Many today do not understand how some of the most committed followers of Jesus can be, at the same time, some of the most ardent second amendment advocates. Indeed, the news media routinely portrays the caricature of back-woods, out-of-touch, gun-clinging, Bible-thumping, Red State hillbillies and Christians aren’t sure how to respond.
When I was being interviewed to pastor a church, I was asked if I supported the second amendment. Without hesitation (and to their relief) I said, “Absolutely.” I even have a license to carry. But there seems to be a great disconnect and confusion over why a Christian—especially a pastor—would support the right to bear arms.
Why do guns and Bibles go together? And I’m not talking about obeying the command to “Rise, kill and eat” (Acts 10:13) through modern weaponry, though I love fresh game! The answer to why guns and Bibles go together is simple: to make peace, protect the weak, end suffering, and promote the freedom of religion. Now before you’re up in arms over this, let me explain.
Obviously, guns aren’t the real issue; people are. This is the absurdity of promoting stricter gun laws, as if criminals will naturally obey them. However, some people are so corrupt not only in their thinking, they have also been given considerable power and authority to exercise their corruption in the form of tyranny and oppression over a populace.
If a school bully is beating a young girl on the playground and you, as a teacher, walked up on the act, would you sit on the bench and watch? Of course not. You might ask the bully to stop his blows, but what if he doesn’t listen? Some bullies don’t. I hope, for her sake, you would become a peacemaker, protect the weak, end the suffering, and provide the girl’s freedom.
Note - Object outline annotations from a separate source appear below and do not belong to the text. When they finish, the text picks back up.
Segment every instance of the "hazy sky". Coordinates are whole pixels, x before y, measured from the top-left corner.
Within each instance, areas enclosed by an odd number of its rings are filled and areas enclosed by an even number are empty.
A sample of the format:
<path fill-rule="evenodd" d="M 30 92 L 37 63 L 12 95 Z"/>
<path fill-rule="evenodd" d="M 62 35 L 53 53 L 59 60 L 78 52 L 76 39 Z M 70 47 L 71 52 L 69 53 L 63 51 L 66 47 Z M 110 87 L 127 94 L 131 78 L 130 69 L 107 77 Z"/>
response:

For a bully on a playground, you don’t need a gun. But there are some circumstances that might necessitate such action.
Obviously, you and I don’t have the means and resources to stop all oppression and tyranny worldwide, nor is that our responsibility. But we are to make peace, protect the weak, end suffering, and promote freedom among those in close proximity to us relationally (i.e., family and friends) and spatially (i.e., neighbors and community). If we can make “world peace” along with beauty contestants, let’s do it. But it’s not this Tennessean’s moral obligation to make peace in New Delhi, though I might volunteer!
The right to bear arms is a right of protection against corruption, a right to end suffering, and a right to preserve freedom, especially when tyrannical corruption translates into intentional oppression for the establishment and preservation of the tyrant. And we don’t look to the poor example of the Crusades, which actions certainly didn’t find legitimate justification in the Bible.
The church militant—which fights against the (spiritual) world, the flesh, and the devil—has the right to bear arms. Individual Christians are members of both church and state and when a government repeatedly oppresses a people to establish and maintain its own depraved power, at the repeated expense and affliction its people, we have the right—as Bible-believing Christians—to bear arms for the purpose of making peace, protecting the weak, ending suffering, and promoting freedom.
Supporting the second amendment is not an expression of fear of man or government; it’s an expression of care, preservation, and freedom against corrupt dictators and shooting rampages alike. And if you say, “That’ll never happen,” read your history.